In our opinion, the safe-harbour laws are best suited to circumstances where directors identify that their company is insolvent or likely to become insolvent at an early stage. This gives them the opportunity to develop a restructure plan that enables a director to rely on the safe harbour laws, in case the plan ultimately fails.
Directors should be able to focus on managing their business and making decisions to restructure it to ensure its future viability. This is preferable to placing their company into voluntary administration or creditors’ voluntary liquidation in order to limit their exposure to potential liability for insolvent trading.
We recommend that their adviser is a member of the Australian Restructuring Insolvency and Turnaround Association (ARITA) with a background in insolvency or turnaround management. This helps to ensure that the action plan is suitable in the circumstances and whether other options may be available that will result in a better outcome for all stakeholders.
Some of the key things for directors to be aware of are:
- Continuous disclosure requirements, if applicable, continue to apply
- The protection provided by the safe harbour is limited to civil liability under the insolvent trading provisions. Directors must continue to comply with all their other legal obligations and duties such as their director’s duties, including Part 2D.1 of the Act.
- The safe harbour protection is only available where directors:
- develop or take a course of action that, at the time, was reasonably likely to lead to a better outcome for the company than immediate administration or liquidation (the course of action must be implemented within a reasonable period).
- ensure that the company complies with its obligation to pay its employees (including their superannuation), and
- ensure that the company meets its tax reporting obligations.
- Hope is not a strategy. Directors who take a passive approach to the company’s position or whose action plans are fanciful will fall outside of the safe harbour protection.
- The safe harbour only extends to debts incurred directly or indirectly in connection with the course of action or its development after the restructure plan has been developed and implemented.
- Whether a course of action is reasonably likely to lead to a better outcome is assessed as at the time the decision is made, not with the benefit of hindsight.
- The Explanatory Memorandum provides a list of indicative factors (which are not prescriptive) to be considered in determining whether a course of action was reasonably likely to lead to a better outcome.
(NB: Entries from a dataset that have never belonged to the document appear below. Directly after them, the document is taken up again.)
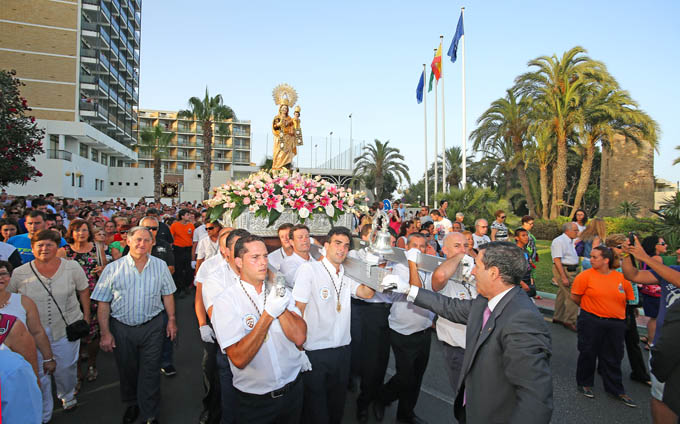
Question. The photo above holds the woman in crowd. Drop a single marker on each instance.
(91, 257)
(593, 236)
(581, 219)
(55, 285)
(8, 229)
(601, 292)
(654, 246)
(638, 365)
(117, 247)
(499, 232)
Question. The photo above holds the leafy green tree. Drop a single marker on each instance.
(20, 137)
(376, 162)
(155, 142)
(507, 118)
(208, 111)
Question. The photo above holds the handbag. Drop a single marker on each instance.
(77, 329)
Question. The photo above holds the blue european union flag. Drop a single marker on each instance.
(453, 49)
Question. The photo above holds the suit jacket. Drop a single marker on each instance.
(506, 375)
(666, 357)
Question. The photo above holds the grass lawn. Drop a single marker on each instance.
(543, 272)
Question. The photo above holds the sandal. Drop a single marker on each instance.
(91, 374)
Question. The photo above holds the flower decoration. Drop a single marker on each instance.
(268, 194)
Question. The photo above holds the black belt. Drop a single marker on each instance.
(274, 393)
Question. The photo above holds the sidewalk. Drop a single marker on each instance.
(545, 302)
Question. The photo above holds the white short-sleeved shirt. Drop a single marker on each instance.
(276, 258)
(207, 248)
(450, 332)
(199, 233)
(479, 240)
(326, 326)
(290, 265)
(405, 317)
(278, 362)
(215, 275)
(377, 297)
(563, 247)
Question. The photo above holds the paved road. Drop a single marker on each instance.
(181, 395)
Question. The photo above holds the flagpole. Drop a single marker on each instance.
(462, 39)
(436, 145)
(441, 42)
(427, 198)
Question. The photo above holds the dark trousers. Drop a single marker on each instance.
(229, 403)
(638, 365)
(183, 275)
(138, 357)
(411, 354)
(212, 409)
(265, 409)
(600, 342)
(453, 358)
(325, 386)
(166, 353)
(375, 351)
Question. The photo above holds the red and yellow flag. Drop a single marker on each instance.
(437, 63)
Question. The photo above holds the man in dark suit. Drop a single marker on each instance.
(506, 374)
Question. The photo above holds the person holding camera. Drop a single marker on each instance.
(55, 285)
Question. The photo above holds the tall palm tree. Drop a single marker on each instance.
(208, 111)
(378, 160)
(507, 117)
(607, 112)
(556, 87)
(154, 142)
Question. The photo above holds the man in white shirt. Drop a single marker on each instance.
(479, 236)
(409, 337)
(260, 332)
(276, 257)
(207, 246)
(299, 237)
(322, 293)
(565, 268)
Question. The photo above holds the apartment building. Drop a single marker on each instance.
(80, 63)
These factors are whether the person has:
- kept themselves informed about the company’s financial position
- taken steps to prevent misconduct by officers and employees of the company
- taken appropriate steps to ensure the company maintained appropriate financial records
obtained appropriate advice from an appropriately qualified adviser, and
- taken appropriate steps to develop or to put in place a plan to restructure the company to improve its financial position.
It is important to reiterate that the safe harbour will not apply if the directors of the company:
- fail to keep proper books and records
- do not properly provide for the entitlements of its employees (i.e. superannuation obligations must be up to date)
- fail to prevent officers or employees from engaging in misconduct, and
- fail to keep the company’s taxation lodgements up to date.
The legislation does not define the term ‘appropriately qualified adviser’. However, the Explanatory Memorandum states that ‘appropriately qualified’ is used in the sense of ‘fit for purpose’ and is not limited to particular qualifications.